Document Type

Article

Original Publication Date

2011

Journal/Book/Conference Title

The New England Journal of Medicine

Volume

364

Issue

4

First Page

313

Last Page

321

DOI of Original Publication

10.1056/NEJMoa1010663

Comments

Originally published at http://dx.doi.org/10.1056/NEJMoa1010663

Date of Submission

January 2015

Abstract

Background

The incidence of ventricular fibrillation or pulseless ventricular tachycardia as the first recorded rhythm after out-of-hospital cardiac arrest has unexpectedly declined. The success of bystander-deployed automated external defibrillators (AEDs) in public settings suggests that this may be the more common initial rhythm when outof-hospital cardiac arrest occurs in public.

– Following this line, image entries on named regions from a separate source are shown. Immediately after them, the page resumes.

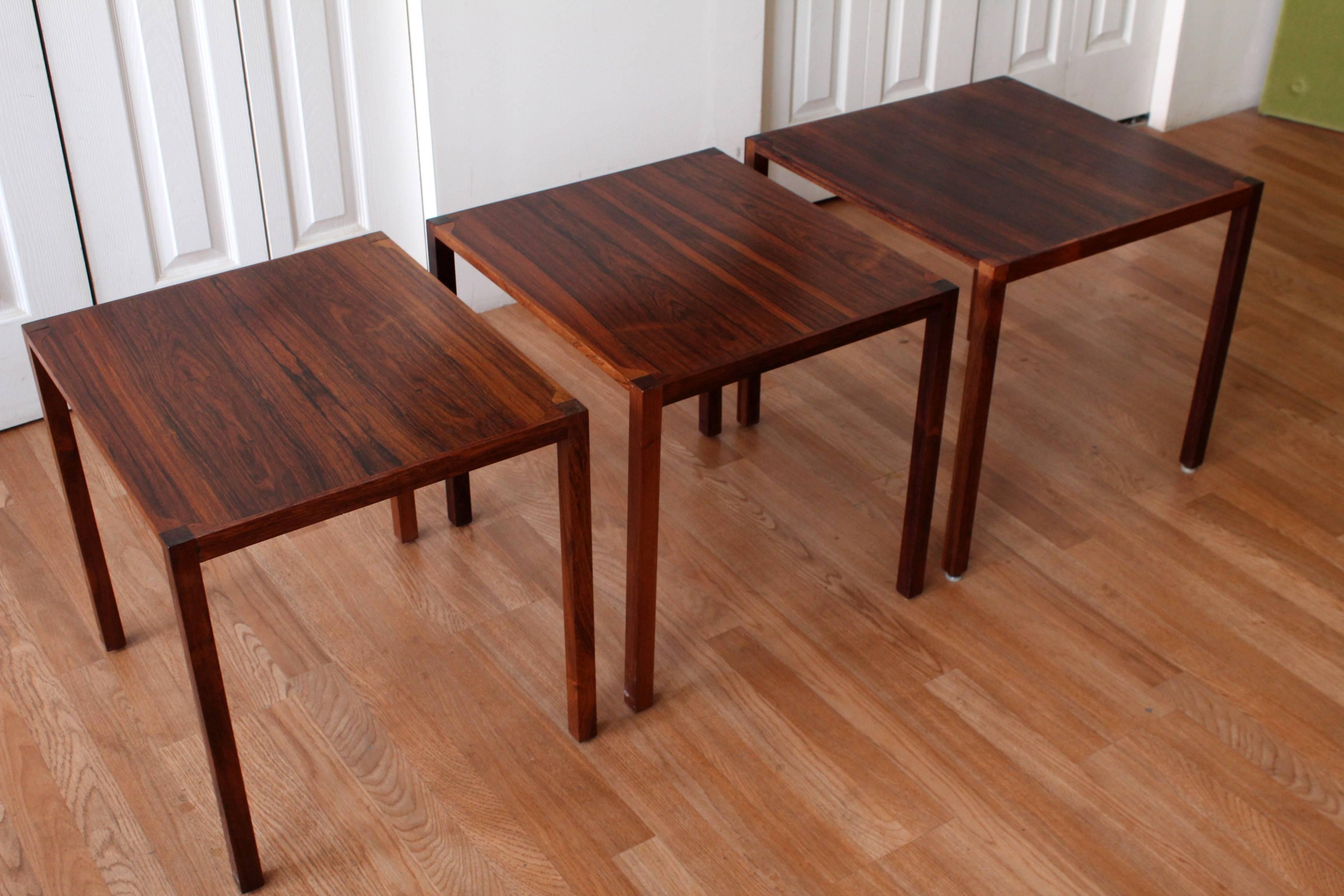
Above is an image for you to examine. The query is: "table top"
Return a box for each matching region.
[431,149,956,402]
[24,234,572,552]
[749,78,1256,277]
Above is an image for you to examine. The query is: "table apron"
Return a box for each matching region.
[663,289,957,407]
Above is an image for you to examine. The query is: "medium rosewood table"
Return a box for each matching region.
[24,234,595,892]
[429,150,957,710]
[746,78,1264,579]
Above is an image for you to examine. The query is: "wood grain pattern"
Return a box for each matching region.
[0,113,1344,896]
[749,77,1251,279]
[26,234,569,559]
[21,234,597,892]
[746,77,1264,580]
[429,149,957,709]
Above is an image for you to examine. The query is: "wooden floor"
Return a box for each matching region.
[0,113,1344,896]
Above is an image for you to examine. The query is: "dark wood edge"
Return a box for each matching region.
[23,332,177,537]
[653,286,957,407]
[1007,181,1261,281]
[747,142,982,264]
[429,223,649,387]
[186,416,575,562]
[747,141,1259,281]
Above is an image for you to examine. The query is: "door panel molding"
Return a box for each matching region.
[38,0,266,299]
[864,0,976,106]
[0,0,93,430]
[238,0,425,263]
[239,0,368,257]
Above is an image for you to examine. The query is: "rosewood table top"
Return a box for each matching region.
[749,77,1255,279]
[430,149,956,403]
[746,78,1264,579]
[24,234,570,558]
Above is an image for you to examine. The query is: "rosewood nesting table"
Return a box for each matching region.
[746,78,1264,579]
[24,234,595,892]
[427,150,957,710]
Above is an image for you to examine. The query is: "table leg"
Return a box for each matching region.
[392,490,419,544]
[443,473,472,525]
[738,373,761,426]
[28,352,126,650]
[426,226,472,525]
[160,528,262,893]
[555,411,597,740]
[942,270,1008,582]
[625,385,663,712]
[896,294,957,598]
[700,385,723,438]
[1180,181,1264,473]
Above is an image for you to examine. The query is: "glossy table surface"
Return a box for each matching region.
[749,78,1249,273]
[430,149,956,402]
[26,234,569,548]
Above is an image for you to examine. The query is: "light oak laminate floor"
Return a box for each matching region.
[0,113,1344,896]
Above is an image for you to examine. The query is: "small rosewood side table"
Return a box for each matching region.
[746,78,1264,579]
[429,150,957,710]
[24,234,595,892]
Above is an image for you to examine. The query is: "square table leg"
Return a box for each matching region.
[942,267,1008,580]
[555,411,597,740]
[738,373,761,426]
[896,296,957,598]
[160,528,262,893]
[28,352,126,650]
[1180,181,1265,473]
[625,380,663,712]
[700,385,723,438]
[443,473,472,525]
[425,231,472,525]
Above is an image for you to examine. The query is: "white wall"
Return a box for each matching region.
[1149,0,1282,130]
[424,0,765,310]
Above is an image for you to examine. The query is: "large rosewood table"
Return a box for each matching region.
[24,234,595,892]
[429,150,957,710]
[746,78,1264,579]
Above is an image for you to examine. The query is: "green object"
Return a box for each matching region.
[1261,0,1344,130]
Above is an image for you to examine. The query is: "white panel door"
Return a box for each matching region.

We conducted a study to determine whether the location of the arrest, the type of arrhythmia, and the probability of survival are associated.

Methods

Between 2005 and 2007, we conducted a prospective cohort study of out-of-hospital cardiac arrest in adults in 10 North American communities. We assessed the frequencies of ventricular fibrillation or pulseless ventricular tachycardia and of survival to hospital discharge for arrests at home as compared with arrests in public.

Results

Of 12,930 evaluated out-of-hospital cardiac arrests, 2042 occurred in public and 9564 at home. For cardiac arrests at home, the incidence of ventricular fibrillation or pulseless ventricular tachycardia was 25% when the arrest was witnessed by emergency-medical-services (EMS) personnel, 35% when it was witnessed by a bystander, and 36% when a bystander applied an AED. For cardiac arrests in public, the corresponding rates were 38%, 60%, and 79%. The adjusted odds ratio for initial ventricular fibrillation or pulseless ventricular tachycardia in public versus at home was 2.28 (95% confidence interval [CI], 1.96 to 2.66; P<0.001) for bystanderwitnessed arrests and 4.48 (95% CI, 2.23 to 8.97; P<0.001) for arrests in which bystanders applied AEDs. The rate of survival to hospital discharge was 34% for arrests in public settings with AEDs applied by bystanders versus 12% for arrests at home (adjusted odds ratio, 2.49; 95% CI, 1.03 to 5.99; P=0.04).

Conclusions

Regardless of whether out-of-hospital cardiac arrests are witnessed by EMS personnel or bystanders and whether AEDs are applied by bystanders, the proportion of arrests with initial ventricular fibrillation or pulseless ventricular tachycardia is much greater in public settings than at home. The incremental value of resuscitation strategies, such as the ready availability of an AED, may be related to the place where the arrest occurs. (Funded by the National Heart, Lung, and Blood Institute and others.)

Rights

From The New England Journal of Medicine, Weisfeldt, M., Everson-Stewart, S., Sitlani, C., et al., Ventricular Tachyarrhythmias after Cardiac Arrest in Public versus at Home, Vol. 364, page 313, Copyright © 2011 Massachusetts Medical Society. Reprinted with permission.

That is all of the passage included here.